Com base na versão chinesa do Bingo Pro, o carro deve trazer painel digital de 8,8 polegadas, central multimídia de 12,8 polegadas, carregador de celular por indução com ventilação e tecnologia V2L, que permite usar a bateria do veículo para alimentar aparelhos externos.
O porta-malas ficaria em torno de 380 litros na configuração normal, podendo chegar a cerca de 1.450 litros com o banco traseiro rebatido. Nada disso foi confirmado para a configuração brasileira, que pode variar em relação à chinesa.
Quanto deve custar no Brasil?
A estimativa que circula na imprensa especializada é de algo próximo a R$ 120 mil, mas esse número não tem qualquer confirmação da Chevrolet: é uma projeção baseada no posicionamento esperado do carro frente a rivais como BYD Dolphin Mini e Geely EX2.
Para efeito de comparação, na China o Bingo Pro é vendido na faixa de 58.500 a 72.800 yuans, o equivalente a cerca de R$ 43 mil a R$ 53 mil.
A diferença é grande, mas coerente com o que costuma acontecer com elétricos chineses adaptados e montados ou importados para o Brasil, que chegam ao consumidor final por um valor bem mais alto do que o praticado no mercado de origem.
Onde ele seria fabricado?
A aposta da imprensa é o Polo Automotivo do Ceará (Pace), em Horizonte, operado pela Comexport: o mesmo complexo que já monta o Spark EUV e vai receber o Captiva EV e o Captiva híbrido plug-in.
Aqui há uma confirmação parcial da própria GM: Owsianski citou a produção no Brasil como uma das possibilidades em avaliação para esse hatch, embora sem citar o Pace nominalmente.
Em anúncios anteriores sobre o complexo cearense, executivos como Rodrigo Teixeira (à frente do Pace) e o próprio Owsianski falaram em ampliar a capacidade produtiva para até 50 mil unidades por ano e investir em tecnologia inédita no país até o fim de 2026, mas sem vincular essas falas diretamente ao Bingo Pro/Joy/Celta.
Quem são os concorrentes diretos?
BYD Dolphin Mini e Geely EX2, os dois nomes mais citados nas reportagens sobre o tema, que já disputam o mesmo segmento de elétricos compactos e acessíveis no Brasil.
Essa concorrência ajuda a explicar por que a Chevrolet buscaria um produto assim.
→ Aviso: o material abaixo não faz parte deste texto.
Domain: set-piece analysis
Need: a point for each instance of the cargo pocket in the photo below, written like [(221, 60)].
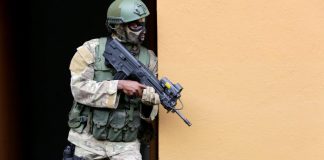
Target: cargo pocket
[(78, 117), (117, 123), (99, 126), (132, 128)]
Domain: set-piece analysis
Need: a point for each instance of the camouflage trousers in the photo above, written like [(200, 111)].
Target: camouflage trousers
[(128, 155), (87, 147)]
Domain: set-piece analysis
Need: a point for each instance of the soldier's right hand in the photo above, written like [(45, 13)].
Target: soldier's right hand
[(131, 88)]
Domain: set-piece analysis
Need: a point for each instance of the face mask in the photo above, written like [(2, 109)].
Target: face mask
[(135, 32)]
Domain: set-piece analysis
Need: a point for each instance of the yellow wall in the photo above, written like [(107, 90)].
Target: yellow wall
[(253, 78)]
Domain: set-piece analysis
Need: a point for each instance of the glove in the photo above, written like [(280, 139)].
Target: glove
[(149, 97)]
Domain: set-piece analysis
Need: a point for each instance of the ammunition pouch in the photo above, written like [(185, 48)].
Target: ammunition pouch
[(116, 125), (78, 117)]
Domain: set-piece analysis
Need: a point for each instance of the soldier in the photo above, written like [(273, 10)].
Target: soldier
[(107, 114)]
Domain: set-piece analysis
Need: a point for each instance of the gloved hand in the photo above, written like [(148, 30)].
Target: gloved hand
[(149, 97)]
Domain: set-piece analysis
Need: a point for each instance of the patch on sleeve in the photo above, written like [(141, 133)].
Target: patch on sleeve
[(86, 55), (78, 64)]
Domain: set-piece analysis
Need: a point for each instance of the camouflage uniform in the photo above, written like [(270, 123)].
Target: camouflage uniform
[(102, 95)]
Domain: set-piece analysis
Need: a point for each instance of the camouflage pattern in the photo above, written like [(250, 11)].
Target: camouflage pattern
[(89, 148), (84, 89), (123, 11), (100, 94)]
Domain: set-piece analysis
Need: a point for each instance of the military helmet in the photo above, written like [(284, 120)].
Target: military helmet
[(123, 11)]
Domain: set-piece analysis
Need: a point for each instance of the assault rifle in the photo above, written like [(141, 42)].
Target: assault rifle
[(126, 65)]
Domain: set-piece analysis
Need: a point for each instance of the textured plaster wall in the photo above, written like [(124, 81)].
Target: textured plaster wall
[(253, 78)]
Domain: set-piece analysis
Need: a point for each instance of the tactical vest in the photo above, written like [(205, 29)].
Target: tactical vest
[(116, 125)]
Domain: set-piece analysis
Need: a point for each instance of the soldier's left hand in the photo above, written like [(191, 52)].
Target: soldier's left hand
[(149, 96)]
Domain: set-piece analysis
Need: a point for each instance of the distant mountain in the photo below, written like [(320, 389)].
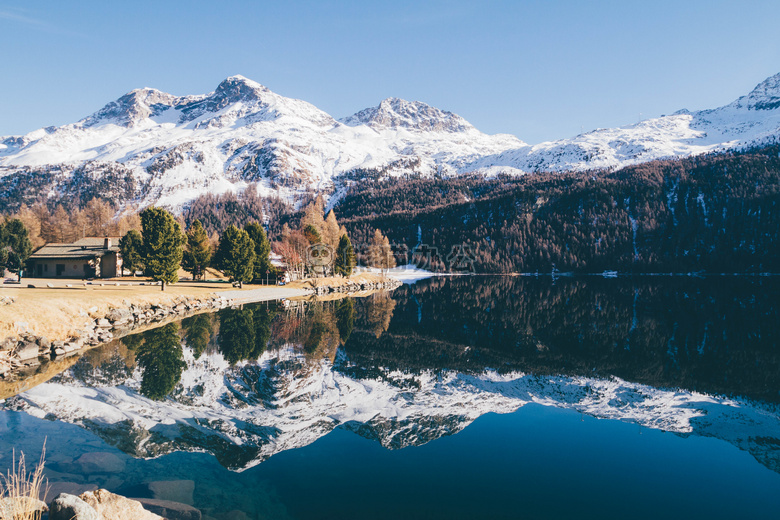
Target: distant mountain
[(150, 147)]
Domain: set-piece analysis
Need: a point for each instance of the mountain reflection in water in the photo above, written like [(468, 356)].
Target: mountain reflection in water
[(690, 356)]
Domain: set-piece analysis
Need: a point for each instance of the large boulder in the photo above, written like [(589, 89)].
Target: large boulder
[(174, 490), (100, 462), (70, 507), (171, 510), (28, 350), (115, 507)]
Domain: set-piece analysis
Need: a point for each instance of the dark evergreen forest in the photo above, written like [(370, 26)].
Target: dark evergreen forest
[(713, 213)]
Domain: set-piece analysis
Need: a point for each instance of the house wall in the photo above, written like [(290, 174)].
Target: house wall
[(72, 268), (110, 265)]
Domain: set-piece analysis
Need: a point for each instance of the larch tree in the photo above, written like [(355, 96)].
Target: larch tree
[(131, 248), (331, 230), (198, 253), (236, 255), (162, 245), (32, 222)]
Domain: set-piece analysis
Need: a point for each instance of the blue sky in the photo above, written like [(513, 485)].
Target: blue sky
[(537, 69)]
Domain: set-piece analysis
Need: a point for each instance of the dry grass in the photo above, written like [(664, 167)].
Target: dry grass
[(58, 313), (19, 490), (337, 281)]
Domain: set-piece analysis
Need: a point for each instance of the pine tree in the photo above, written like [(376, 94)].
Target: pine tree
[(345, 257), (331, 233), (15, 246), (198, 253), (131, 248), (380, 253), (312, 234), (236, 255), (162, 245), (262, 251)]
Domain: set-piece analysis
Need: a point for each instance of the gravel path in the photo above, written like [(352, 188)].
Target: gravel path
[(263, 294)]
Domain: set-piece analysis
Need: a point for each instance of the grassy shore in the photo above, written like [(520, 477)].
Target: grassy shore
[(59, 312)]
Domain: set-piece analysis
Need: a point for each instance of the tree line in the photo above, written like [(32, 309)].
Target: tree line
[(716, 212), (161, 248)]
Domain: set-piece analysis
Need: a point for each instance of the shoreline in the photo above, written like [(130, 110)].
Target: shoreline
[(42, 327)]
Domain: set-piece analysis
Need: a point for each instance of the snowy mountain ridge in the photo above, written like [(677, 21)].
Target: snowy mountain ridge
[(167, 150)]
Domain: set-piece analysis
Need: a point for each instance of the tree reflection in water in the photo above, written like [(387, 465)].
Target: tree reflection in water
[(160, 356)]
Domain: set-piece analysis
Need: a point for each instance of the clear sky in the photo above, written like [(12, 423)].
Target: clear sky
[(537, 69)]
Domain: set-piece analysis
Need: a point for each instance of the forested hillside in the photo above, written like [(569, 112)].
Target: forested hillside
[(714, 213)]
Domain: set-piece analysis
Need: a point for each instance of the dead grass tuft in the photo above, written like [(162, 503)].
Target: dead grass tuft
[(20, 489)]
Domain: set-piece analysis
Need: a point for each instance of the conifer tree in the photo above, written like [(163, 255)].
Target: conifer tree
[(236, 255), (131, 248), (262, 250), (198, 253), (345, 257), (15, 246), (162, 245), (380, 253), (311, 234), (331, 230)]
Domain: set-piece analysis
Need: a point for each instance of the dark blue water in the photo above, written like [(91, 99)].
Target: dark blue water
[(606, 357)]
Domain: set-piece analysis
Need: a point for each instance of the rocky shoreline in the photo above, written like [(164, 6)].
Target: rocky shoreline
[(357, 286), (23, 355)]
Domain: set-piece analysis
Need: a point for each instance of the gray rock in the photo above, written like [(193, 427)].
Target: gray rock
[(100, 462), (117, 314), (170, 510), (70, 507), (28, 350), (70, 488)]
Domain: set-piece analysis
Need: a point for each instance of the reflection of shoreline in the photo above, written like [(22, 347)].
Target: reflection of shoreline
[(247, 414)]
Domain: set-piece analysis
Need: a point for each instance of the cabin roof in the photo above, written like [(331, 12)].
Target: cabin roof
[(88, 247)]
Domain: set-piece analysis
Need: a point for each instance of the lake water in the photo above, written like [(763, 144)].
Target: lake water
[(467, 397)]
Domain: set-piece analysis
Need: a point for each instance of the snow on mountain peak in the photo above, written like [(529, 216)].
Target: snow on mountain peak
[(134, 106), (399, 113), (766, 95)]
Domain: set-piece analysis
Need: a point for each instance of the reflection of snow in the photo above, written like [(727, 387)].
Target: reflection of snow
[(265, 408)]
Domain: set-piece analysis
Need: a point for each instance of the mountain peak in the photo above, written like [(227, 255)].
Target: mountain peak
[(134, 106), (766, 95), (239, 88), (416, 115)]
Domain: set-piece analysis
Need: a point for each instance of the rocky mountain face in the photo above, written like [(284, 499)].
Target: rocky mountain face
[(155, 148)]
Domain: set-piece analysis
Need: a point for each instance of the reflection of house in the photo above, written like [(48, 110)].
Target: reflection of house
[(90, 257)]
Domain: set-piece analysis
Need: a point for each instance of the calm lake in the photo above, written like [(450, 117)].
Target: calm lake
[(465, 397)]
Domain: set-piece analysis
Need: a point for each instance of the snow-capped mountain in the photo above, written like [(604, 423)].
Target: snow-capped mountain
[(151, 147), (246, 414)]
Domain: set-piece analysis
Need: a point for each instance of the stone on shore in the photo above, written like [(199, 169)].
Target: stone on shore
[(71, 507)]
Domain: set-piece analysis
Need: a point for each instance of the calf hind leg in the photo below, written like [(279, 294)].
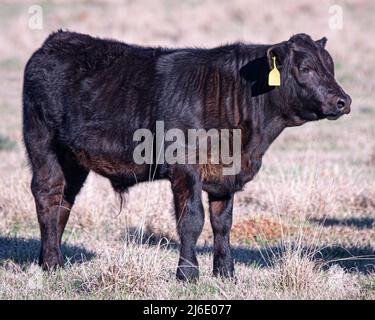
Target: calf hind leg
[(55, 185), (190, 219)]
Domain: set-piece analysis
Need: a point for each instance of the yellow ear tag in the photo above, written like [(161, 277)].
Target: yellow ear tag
[(274, 75)]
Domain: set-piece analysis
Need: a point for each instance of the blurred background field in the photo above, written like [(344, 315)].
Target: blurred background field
[(304, 228)]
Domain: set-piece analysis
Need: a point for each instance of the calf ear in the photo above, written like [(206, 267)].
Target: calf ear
[(279, 51), (322, 42)]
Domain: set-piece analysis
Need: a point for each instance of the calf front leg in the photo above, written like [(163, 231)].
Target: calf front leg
[(187, 194), (221, 221)]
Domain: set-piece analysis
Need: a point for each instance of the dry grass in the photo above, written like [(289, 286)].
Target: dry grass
[(305, 227)]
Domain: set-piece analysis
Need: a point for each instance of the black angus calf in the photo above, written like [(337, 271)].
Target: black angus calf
[(83, 99)]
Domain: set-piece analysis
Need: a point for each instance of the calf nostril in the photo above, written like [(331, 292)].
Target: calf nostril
[(340, 103)]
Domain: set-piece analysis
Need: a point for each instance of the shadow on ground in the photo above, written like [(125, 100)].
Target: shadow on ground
[(353, 259), (359, 223), (25, 250)]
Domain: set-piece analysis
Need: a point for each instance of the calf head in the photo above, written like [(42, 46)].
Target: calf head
[(308, 86)]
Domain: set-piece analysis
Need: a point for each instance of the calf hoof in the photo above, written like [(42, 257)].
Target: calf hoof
[(187, 273), (224, 270), (51, 261)]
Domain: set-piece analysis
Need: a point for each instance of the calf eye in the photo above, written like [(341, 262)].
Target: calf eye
[(304, 69)]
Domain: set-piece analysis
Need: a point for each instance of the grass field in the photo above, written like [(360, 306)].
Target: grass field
[(303, 229)]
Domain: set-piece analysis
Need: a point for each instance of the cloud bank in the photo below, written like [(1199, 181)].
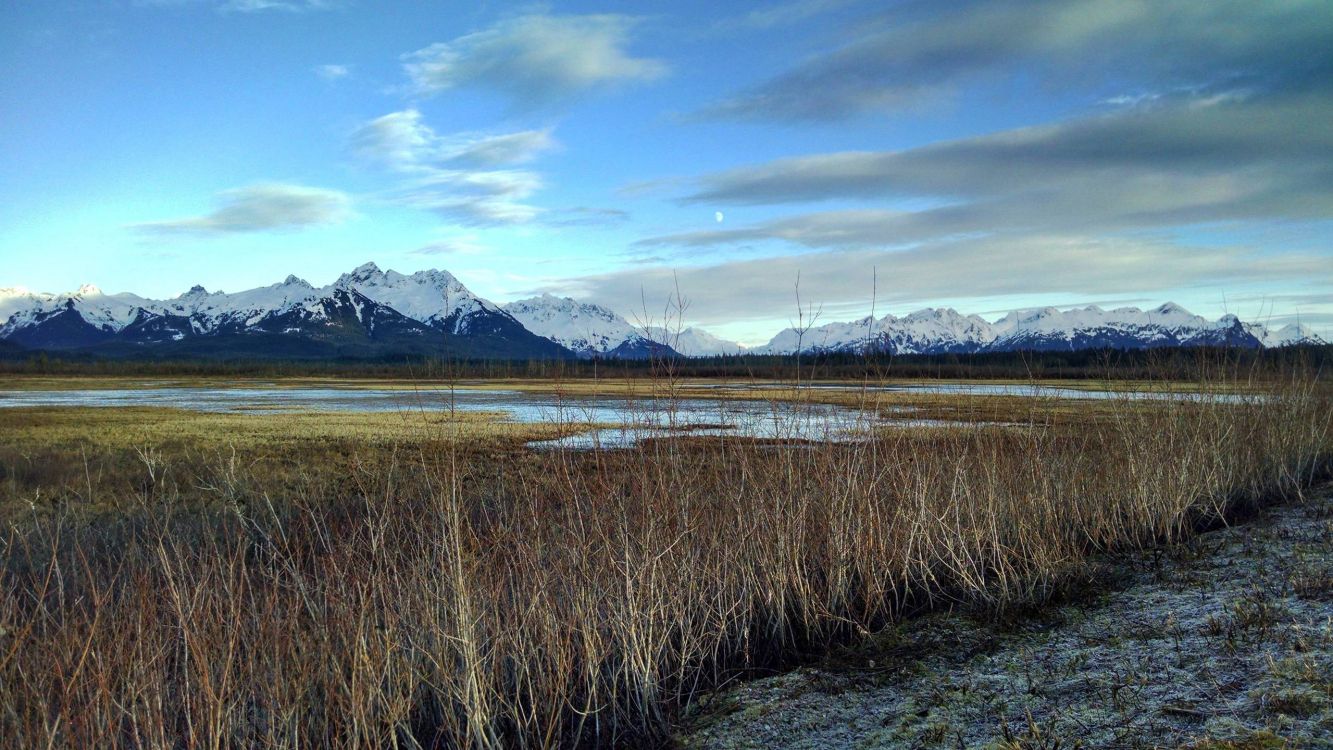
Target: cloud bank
[(536, 60), (257, 208)]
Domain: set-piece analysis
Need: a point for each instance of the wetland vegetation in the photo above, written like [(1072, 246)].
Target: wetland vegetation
[(421, 578)]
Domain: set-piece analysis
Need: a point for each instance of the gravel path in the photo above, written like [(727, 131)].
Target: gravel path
[(1225, 641)]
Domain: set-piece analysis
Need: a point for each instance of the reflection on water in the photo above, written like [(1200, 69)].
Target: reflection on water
[(1005, 389), (621, 421)]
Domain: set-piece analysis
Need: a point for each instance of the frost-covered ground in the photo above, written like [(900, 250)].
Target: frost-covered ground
[(1225, 641)]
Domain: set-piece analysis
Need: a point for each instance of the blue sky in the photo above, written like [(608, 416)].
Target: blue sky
[(985, 155)]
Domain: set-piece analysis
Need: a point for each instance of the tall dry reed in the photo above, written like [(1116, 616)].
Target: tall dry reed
[(581, 598)]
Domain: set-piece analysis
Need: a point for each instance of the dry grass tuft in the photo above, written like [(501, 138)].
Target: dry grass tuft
[(579, 598)]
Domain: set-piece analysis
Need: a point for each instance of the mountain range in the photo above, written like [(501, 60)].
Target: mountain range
[(373, 313)]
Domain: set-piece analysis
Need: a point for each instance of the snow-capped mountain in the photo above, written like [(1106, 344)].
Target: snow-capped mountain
[(373, 313), (584, 328), (592, 331), (696, 343), (945, 331), (365, 312)]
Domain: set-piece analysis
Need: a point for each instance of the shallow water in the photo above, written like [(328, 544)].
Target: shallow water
[(631, 418), (628, 420), (1005, 389)]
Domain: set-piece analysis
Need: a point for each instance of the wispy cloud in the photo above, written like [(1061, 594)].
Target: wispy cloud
[(468, 177), (288, 5), (332, 72), (923, 49), (991, 267), (459, 245), (257, 208), (404, 141), (1160, 167), (536, 60)]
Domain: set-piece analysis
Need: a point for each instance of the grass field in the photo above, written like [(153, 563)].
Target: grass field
[(393, 580)]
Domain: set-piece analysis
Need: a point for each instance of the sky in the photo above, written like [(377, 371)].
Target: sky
[(756, 161)]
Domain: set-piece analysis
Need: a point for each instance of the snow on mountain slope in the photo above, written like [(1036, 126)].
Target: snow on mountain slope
[(591, 329), (219, 312), (365, 304), (104, 312), (941, 331), (581, 327), (1289, 335), (696, 343), (923, 332), (433, 297)]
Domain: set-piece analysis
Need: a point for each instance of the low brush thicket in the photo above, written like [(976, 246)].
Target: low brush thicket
[(581, 598)]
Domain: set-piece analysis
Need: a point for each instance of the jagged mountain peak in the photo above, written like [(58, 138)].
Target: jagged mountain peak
[(944, 331), (364, 273)]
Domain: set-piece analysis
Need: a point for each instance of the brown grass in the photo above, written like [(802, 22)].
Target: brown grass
[(443, 597)]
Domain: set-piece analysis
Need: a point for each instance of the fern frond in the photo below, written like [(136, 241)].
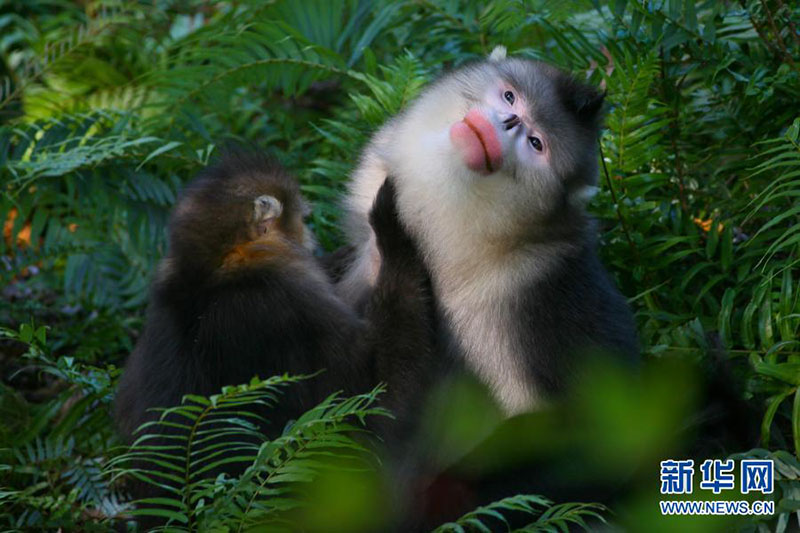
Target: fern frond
[(550, 517)]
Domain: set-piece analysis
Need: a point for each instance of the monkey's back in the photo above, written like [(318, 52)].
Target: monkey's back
[(201, 335)]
O Spark EUV, hoje o elétrico de entrada da marca, vem tendo desempenho fraco nas vendas, com apenas 330 unidades emplacadas em julho de 2026, um volume bem abaixo do que rivais chineses vêm registrando no mesmo segmento.
Quando o carro deve chegar às lojas?
A data mais citada nas apurações é o primeiro trimestre de 2027, com março de 2027 aparecendo como mês provável em mais de uma fonte, mas sem data oficial cravada pela GM.
Até a publicação deste conteúdo, a Chevrolet confirmou apenas que o projeto está em estudo: não confirmou o carro, o nome, o preço nem a data de chegada ao mercado brasileiro.